Comento aparte el caso del Poder Judicial, que con la cooptación del Tribunal Electoral y la llegada de Arturo Zaldívar a la presidencia de la Suprema Corte constituyó el último eslabón roto en la cadena de contrapesos que garantiza gobernabilidad, justicia y viabilidad nacional.

Vivimos días aciagos en que desde el Senado se fraguó un golpe de Estado contra la división de poderes. Porque no se puede llamar de otra forma el albazo para ampliar el periodo constitucional del titular de la Corte y de varios miembros del Consejo de la Judicatura Federal, por supuesto afines a la mal llamada Cuarta Transformación.

Es un despropósito vil y descarado violar flagrantemente la disposición constitucional de que son los ministros de la Corte quienes definen quién y cuándo los encabezará.
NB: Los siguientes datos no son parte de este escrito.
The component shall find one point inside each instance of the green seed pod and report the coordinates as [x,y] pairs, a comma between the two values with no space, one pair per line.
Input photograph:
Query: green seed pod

Y son claras las justificaciones, que no razones para hacerlo: el pago de favores políticos por la simpatía hacia el poder ejecutivo; la garantía de eliminar obstáculos legales para sus reformas y ocurrencias de gobierno; o mucho peor aún, calar el terreno para preparar una extensión del mandato presidencial.
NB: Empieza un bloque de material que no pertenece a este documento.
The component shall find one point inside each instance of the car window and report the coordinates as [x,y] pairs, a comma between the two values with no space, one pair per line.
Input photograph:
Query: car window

El mandatario alega que apoya una reforma al Poder Judicial que lo mejore, pero en ello olvida el sano concepto de separación y autonomía; dice que “le tiene confianza a Zaldívar”, cuando éste no la requiere para ejercer su mandato constitucional; desprecia a otros ministros, magistrados y jueces a quienes quiere simplemente convertirlos en esbirros de su gobierno transformador.
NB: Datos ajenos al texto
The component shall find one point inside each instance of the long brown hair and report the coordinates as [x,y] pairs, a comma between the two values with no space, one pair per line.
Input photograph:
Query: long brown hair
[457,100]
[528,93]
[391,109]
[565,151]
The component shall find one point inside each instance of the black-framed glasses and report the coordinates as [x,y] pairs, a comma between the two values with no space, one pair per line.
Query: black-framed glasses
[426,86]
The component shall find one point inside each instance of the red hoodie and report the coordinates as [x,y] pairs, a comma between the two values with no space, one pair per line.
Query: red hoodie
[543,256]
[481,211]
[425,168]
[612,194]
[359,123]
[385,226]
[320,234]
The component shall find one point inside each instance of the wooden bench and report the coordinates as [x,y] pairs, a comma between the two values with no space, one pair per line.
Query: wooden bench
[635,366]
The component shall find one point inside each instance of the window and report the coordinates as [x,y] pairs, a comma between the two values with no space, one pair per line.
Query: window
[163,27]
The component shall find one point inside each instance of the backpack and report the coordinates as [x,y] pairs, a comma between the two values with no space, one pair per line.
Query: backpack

Porque eso no está en duda: Andrés Manuel Lopez Obrador quiere y está transformando México, pero para regresarlo a aquel país cerrado, con un poder único y vertical, con monopolios estatales, y aislado del mundo.

Está en riesgo lo que hemos logrado no solo en materia democrática sino económica. La involución nos acecha y no nos permite atacar los muchos pendientes que faltan, incluido el de la desigualdad social cuyo discurso hizo ganar a López Obrador.

Señor presidente: el buen futuro de México pasa por un congreso plural, que discuta y dictamine ideas diversas y no líneas absolutistas dictadas desde Palacio, y pasa también por una Corte que dirima justamente las controversias de la gestión pública. Deje que cada quien haga su trabajo y haga usted el suyo.

No ponga en riesgo la democracia como forma de vida. Y en época electoral, le pido que no empieza a olvidar la máxima maderista: “Sufragio Efectivo, No Reelección”.